What auditors look for in ISO 27001 evidence for agent loops
ISO 27001 requires documented controls for access, monitoring, and handling of sensitive information. For agent loops the evidence set typically includes:
- Identity‑bound records that show which service account or machine identity initiated each request.
- Session logs that capture the full request and response payloads, stored in a read‑only repository.
- Approval trails for actions that exceed a predefined risk threshold.
- Proof that any regulated data (PII, financial numbers, etc.) was masked or redacted before it entered long‑term storage.
- Configuration snapshots that demonstrate least‑privilege roles for each agent.
Why the data path must enforce the controls
Setup steps such as provisioning OIDC service accounts or assigning IAM roles decide who may start a connection, but they do not enforce what happens once the connection is open. Without a control point in the data path, an agent can issue commands, retrieve raw rows, and write results without any gatekeeper watching.
ISO 27001 treats the enforcement point as a critical control: the organization must be able to prove that every operation was inspected, approved, or blocked according to policy. That proof can only exist where the traffic flows.
How hoop.dev provides the required ISO 27001 evidence
hoop.dev sits in the data path as a Layer 7 gateway. It terminates the client connection, authenticates the agent’s identity, and then proxies the request to the target system. Because the gateway is the sole conduit, hoop.dev can:
- Record each session. hoop.dev writes a chronological log that includes the identity, the exact command, and the response payload.
- Apply just‑in‑time approval. When a request matches a high‑risk pattern, hoop.dev pauses the flow and routes it to an approver before forwarding it.
- Mask sensitive fields inline. Responses that contain regulated data are automatically redacted according to policy, ensuring that stored logs never expose raw PII.
- Enforce least‑privilege at runtime. hoop.dev can reject commands that exceed the agent’s granted scope, turning a static credential into a constrained execution environment.
All of these outcomes are generated because hoop.dev is the active component in the data path. If hoop.dev were removed, the agent would connect directly to the backend and none of the audit‑ready artifacts would be produced.

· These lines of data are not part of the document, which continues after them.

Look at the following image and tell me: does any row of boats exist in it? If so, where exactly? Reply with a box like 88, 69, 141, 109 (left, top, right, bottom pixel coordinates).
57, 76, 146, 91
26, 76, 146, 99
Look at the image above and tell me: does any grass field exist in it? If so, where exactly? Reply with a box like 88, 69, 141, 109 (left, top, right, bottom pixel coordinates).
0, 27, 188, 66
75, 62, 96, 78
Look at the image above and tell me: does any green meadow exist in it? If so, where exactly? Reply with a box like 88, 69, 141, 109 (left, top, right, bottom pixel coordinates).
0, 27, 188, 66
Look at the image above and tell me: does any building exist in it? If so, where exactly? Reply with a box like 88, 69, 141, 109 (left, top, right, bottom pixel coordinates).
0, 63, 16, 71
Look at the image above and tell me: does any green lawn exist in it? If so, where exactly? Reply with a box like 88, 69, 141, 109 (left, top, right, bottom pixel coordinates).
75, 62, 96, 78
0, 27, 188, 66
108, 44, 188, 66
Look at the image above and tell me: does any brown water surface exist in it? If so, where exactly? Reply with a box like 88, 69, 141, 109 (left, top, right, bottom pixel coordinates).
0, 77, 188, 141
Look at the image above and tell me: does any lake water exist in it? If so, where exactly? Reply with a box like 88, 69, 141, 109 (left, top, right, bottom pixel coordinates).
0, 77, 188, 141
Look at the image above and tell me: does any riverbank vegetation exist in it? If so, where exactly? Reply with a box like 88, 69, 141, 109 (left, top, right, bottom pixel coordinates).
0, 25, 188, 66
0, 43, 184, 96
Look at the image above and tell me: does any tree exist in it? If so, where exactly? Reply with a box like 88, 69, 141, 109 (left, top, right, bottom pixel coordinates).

Getting started with hoop.dev for ISO 27001 compliance
Begin by deploying the gateway in the same network segment as the resources your agents target. The quick‑start guide walks you through a Docker Compose deployment that includes OIDC authentication, session recording, and masking defaults. Once the gateway is running, register each agent loop as a connection, define the masking policies you need, and enable the approval workflow for privileged commands.
For detailed steps, see the getting‑started documentation and the broader feature overview at hoop.dev/learn. The source code and contribution guidelines are available on GitHub.
FAQ
Does hoop.dev replace the need for separate logging agents?
No. hoop.dev complements existing infrastructure by capturing the exact request‑response cycle at the protocol layer, which traditional log agents cannot see when traffic is encrypted end‑to‑end.
Can I use hoop.dev with existing service accounts?
Yes. hoop.dev authenticates agents via OIDC or SAML, so any service account that can obtain a token can be used, provided the token includes the required group or role claims.
How long are the session logs retained?
Retention is a policy decision of the organization. hoop.dev stores logs in a configurable backend, and the retention period can be set to meet ISO 27001’s record‑keeping requirements.